The lack of solidarity alarmed critics, among them the former European Commission president Jaques Delors. In March, he described it as a mortal danger for the European Union.

EU4Health - a first step

The European Commission has since proposed to shore up a new €750bn recovery package in the hopes of kick starting battered economies.

Part of that plan now includes a new stand alone €9.4bn programme dedicated to health. The figure is 23 times higher than current EU budget lines dedicated to health.

Dubbed the EU4Health programme, the proposal also presented on Thursday, is being described by the Commission as "a game changer, a real paradigm shift" on how the EU deals with health.

"This crisis made it clear that our collective response capacity needs to be brought and raised to a different level," said Stella Kyriakides, the European Commissioner for health and food safety.
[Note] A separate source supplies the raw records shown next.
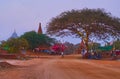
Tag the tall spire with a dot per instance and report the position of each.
(14, 35)
(39, 29)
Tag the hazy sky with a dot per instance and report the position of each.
(25, 15)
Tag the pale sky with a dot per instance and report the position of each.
(25, 15)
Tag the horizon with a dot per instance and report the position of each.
(25, 15)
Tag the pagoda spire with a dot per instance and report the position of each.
(39, 29)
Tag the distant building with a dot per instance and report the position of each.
(14, 35)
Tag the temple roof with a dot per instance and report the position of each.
(14, 35)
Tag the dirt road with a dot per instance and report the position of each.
(49, 67)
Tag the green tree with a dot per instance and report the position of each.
(34, 39)
(85, 24)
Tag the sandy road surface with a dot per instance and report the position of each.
(49, 67)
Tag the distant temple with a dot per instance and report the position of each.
(14, 35)
(39, 29)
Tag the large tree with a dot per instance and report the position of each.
(86, 24)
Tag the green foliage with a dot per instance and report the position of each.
(14, 45)
(34, 39)
(85, 24)
(94, 46)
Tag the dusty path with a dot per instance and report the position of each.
(62, 68)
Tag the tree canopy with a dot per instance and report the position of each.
(85, 24)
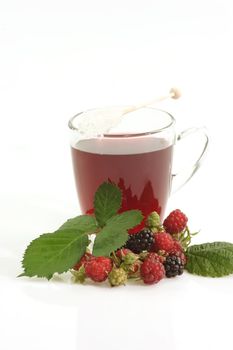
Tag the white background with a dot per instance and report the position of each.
(58, 58)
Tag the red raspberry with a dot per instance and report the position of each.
(86, 257)
(163, 241)
(156, 257)
(175, 222)
(98, 268)
(152, 271)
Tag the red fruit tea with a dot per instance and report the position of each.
(140, 166)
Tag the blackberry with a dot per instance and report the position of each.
(173, 265)
(143, 240)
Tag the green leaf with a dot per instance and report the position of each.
(85, 223)
(54, 252)
(114, 235)
(210, 259)
(107, 202)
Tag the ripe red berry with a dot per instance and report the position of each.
(175, 222)
(155, 257)
(163, 241)
(152, 271)
(86, 257)
(98, 268)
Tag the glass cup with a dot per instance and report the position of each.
(136, 155)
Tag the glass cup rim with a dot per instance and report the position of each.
(122, 135)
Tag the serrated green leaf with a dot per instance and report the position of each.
(54, 252)
(85, 223)
(114, 235)
(107, 202)
(210, 259)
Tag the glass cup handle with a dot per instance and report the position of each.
(184, 175)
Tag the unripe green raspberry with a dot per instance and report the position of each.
(117, 277)
(130, 258)
(153, 221)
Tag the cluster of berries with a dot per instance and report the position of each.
(149, 255)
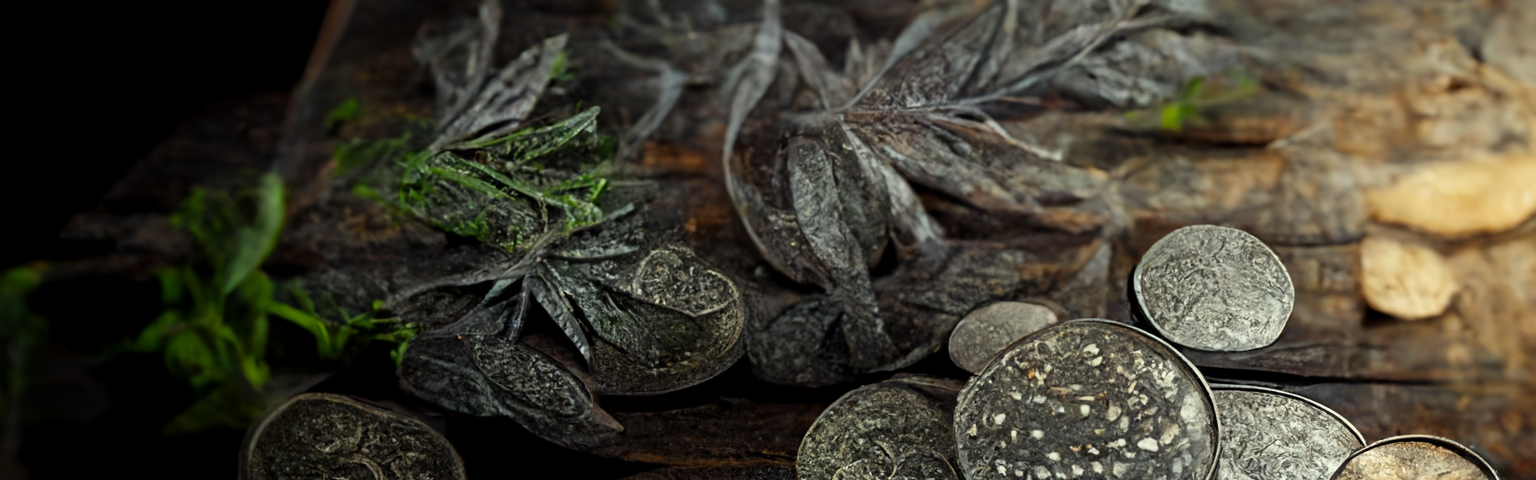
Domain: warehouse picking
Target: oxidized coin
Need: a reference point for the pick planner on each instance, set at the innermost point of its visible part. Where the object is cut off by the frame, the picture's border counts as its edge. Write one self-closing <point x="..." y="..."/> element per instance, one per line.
<point x="893" y="430"/>
<point x="1269" y="434"/>
<point x="324" y="436"/>
<point x="1088" y="399"/>
<point x="1413" y="457"/>
<point x="1214" y="288"/>
<point x="991" y="328"/>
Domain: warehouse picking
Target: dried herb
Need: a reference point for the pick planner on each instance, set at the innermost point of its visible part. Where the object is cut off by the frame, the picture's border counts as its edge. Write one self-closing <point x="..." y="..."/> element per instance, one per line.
<point x="641" y="313"/>
<point x="880" y="157"/>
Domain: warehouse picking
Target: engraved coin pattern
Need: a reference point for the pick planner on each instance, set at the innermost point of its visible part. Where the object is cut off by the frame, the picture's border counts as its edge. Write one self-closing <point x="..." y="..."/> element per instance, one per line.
<point x="991" y="328"/>
<point x="323" y="436"/>
<point x="1086" y="399"/>
<point x="876" y="433"/>
<point x="1410" y="460"/>
<point x="1272" y="436"/>
<point x="1214" y="288"/>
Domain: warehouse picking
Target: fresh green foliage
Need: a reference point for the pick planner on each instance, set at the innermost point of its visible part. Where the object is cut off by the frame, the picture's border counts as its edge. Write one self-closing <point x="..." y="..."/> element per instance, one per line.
<point x="504" y="190"/>
<point x="1197" y="94"/>
<point x="214" y="330"/>
<point x="22" y="331"/>
<point x="562" y="71"/>
<point x="334" y="339"/>
<point x="215" y="326"/>
<point x="344" y="113"/>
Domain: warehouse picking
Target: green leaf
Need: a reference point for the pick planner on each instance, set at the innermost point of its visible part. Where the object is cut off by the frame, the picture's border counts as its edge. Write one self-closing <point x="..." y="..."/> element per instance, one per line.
<point x="1171" y="119"/>
<point x="254" y="242"/>
<point x="307" y="322"/>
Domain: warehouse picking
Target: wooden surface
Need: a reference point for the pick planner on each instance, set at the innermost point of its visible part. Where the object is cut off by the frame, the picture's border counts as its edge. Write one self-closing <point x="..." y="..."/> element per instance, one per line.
<point x="1377" y="91"/>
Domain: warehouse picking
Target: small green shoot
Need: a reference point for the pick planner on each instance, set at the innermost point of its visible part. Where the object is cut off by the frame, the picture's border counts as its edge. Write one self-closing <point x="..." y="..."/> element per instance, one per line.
<point x="1197" y="94"/>
<point x="214" y="330"/>
<point x="22" y="333"/>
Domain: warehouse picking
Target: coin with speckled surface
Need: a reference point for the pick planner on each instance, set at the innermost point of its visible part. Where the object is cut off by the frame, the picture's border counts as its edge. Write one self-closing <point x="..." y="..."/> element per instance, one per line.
<point x="1415" y="457"/>
<point x="1269" y="434"/>
<point x="1088" y="399"/>
<point x="326" y="436"/>
<point x="891" y="430"/>
<point x="991" y="328"/>
<point x="1214" y="288"/>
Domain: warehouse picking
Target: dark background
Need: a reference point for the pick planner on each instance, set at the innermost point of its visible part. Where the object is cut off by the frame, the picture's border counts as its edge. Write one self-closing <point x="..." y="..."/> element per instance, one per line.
<point x="100" y="85"/>
<point x="103" y="82"/>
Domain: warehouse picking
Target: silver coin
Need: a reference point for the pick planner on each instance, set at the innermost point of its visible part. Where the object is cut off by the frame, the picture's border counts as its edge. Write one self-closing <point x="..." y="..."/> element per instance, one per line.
<point x="891" y="430"/>
<point x="1269" y="434"/>
<point x="989" y="330"/>
<point x="1214" y="288"/>
<point x="1412" y="457"/>
<point x="1088" y="399"/>
<point x="324" y="436"/>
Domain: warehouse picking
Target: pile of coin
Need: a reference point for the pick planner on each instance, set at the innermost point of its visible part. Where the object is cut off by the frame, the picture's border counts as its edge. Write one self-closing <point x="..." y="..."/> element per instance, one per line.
<point x="1099" y="399"/>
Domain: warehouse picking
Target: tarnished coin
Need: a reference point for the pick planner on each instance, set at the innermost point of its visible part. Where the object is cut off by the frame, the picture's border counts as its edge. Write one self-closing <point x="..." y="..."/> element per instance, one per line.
<point x="1214" y="288"/>
<point x="893" y="430"/>
<point x="1413" y="457"/>
<point x="1269" y="434"/>
<point x="1088" y="399"/>
<point x="324" y="436"/>
<point x="991" y="328"/>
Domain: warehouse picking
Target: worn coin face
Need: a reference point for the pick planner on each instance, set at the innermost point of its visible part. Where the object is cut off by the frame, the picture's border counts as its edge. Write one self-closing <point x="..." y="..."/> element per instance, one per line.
<point x="1086" y="399"/>
<point x="891" y="430"/>
<point x="1412" y="457"/>
<point x="1269" y="434"/>
<point x="324" y="436"/>
<point x="991" y="328"/>
<point x="1214" y="288"/>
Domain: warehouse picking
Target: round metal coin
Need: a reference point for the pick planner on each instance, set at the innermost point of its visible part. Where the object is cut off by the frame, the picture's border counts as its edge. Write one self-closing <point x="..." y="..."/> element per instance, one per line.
<point x="891" y="430"/>
<point x="324" y="436"/>
<point x="1412" y="457"/>
<point x="1214" y="288"/>
<point x="1269" y="434"/>
<point x="1088" y="399"/>
<point x="991" y="328"/>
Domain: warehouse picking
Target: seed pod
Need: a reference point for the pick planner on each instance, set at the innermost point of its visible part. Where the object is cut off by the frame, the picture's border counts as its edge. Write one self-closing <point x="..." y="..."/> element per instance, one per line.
<point x="1214" y="288"/>
<point x="326" y="436"/>
<point x="1088" y="399"/>
<point x="1415" y="457"/>
<point x="989" y="330"/>
<point x="1269" y="434"/>
<point x="897" y="428"/>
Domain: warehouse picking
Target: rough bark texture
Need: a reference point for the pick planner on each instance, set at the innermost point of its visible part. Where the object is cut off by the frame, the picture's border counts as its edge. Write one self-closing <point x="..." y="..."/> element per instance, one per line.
<point x="1361" y="110"/>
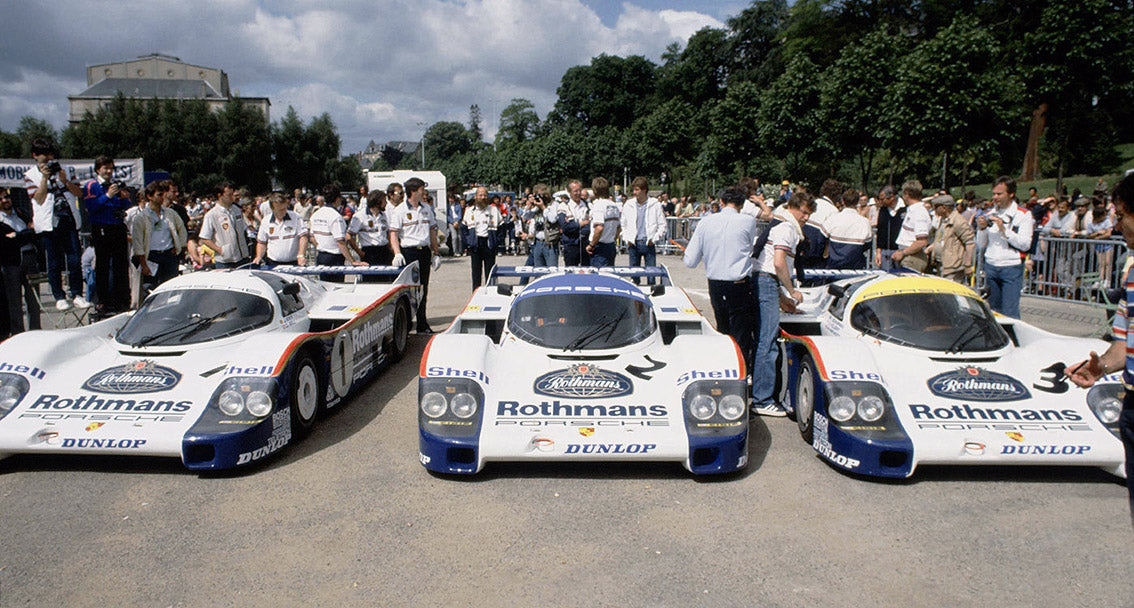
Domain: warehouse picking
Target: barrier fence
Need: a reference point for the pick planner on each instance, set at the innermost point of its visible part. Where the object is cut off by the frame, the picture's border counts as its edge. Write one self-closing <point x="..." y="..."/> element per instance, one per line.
<point x="1066" y="269"/>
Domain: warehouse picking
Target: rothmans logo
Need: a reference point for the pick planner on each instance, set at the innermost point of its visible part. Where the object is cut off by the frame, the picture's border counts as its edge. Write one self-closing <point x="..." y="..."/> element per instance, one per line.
<point x="978" y="385"/>
<point x="583" y="381"/>
<point x="133" y="378"/>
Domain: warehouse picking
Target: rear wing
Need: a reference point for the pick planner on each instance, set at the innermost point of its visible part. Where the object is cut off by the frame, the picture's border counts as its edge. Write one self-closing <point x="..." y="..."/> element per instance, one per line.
<point x="626" y="272"/>
<point x="406" y="275"/>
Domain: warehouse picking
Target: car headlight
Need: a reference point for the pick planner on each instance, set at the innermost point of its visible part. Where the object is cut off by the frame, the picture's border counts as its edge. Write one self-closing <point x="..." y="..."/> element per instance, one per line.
<point x="871" y="408"/>
<point x="13" y="388"/>
<point x="731" y="406"/>
<point x="702" y="406"/>
<point x="433" y="404"/>
<point x="463" y="405"/>
<point x="230" y="403"/>
<point x="259" y="403"/>
<point x="840" y="408"/>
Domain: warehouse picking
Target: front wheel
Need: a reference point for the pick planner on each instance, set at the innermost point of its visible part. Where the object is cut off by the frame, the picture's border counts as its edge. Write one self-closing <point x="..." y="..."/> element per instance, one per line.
<point x="305" y="396"/>
<point x="805" y="398"/>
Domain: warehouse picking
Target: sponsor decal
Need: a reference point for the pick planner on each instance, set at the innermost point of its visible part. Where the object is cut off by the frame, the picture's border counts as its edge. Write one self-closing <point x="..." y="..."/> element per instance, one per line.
<point x="710" y="374"/>
<point x="558" y="408"/>
<point x="1048" y="449"/>
<point x="280" y="437"/>
<point x="978" y="385"/>
<point x="440" y="371"/>
<point x="27" y="370"/>
<point x="133" y="378"/>
<point x="584" y="381"/>
<point x="851" y="374"/>
<point x="103" y="444"/>
<point x="967" y="412"/>
<point x="645" y="371"/>
<point x="99" y="404"/>
<point x="610" y="448"/>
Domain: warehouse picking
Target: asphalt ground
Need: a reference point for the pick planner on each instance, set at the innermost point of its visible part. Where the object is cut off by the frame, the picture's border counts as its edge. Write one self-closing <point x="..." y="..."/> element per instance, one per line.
<point x="348" y="517"/>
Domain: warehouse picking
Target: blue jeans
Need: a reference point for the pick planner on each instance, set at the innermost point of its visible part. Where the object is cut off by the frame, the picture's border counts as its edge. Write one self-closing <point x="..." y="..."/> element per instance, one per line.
<point x="1005" y="284"/>
<point x="637" y="252"/>
<point x="763" y="361"/>
<point x="61" y="246"/>
<point x="543" y="254"/>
EU4Health would run until 2027 and aims to create long term stockpiles and reserves for medical equipment.

It also wants to create a pool of "flying" doctors that can be sent to areas of need.

The European Medicines Agency and the European Centre for Disease Control (ECDC) also benefit. Both agencies would have more powers when it comes to vaccines and surveillance.

"In terms of the ECDC we need to look how we can improve preparedness plans and surveillance," said Kyriakides.

The Stockholm-based ECDC was criticised for initially painting a rosy picture of the risks linked to the pandemic.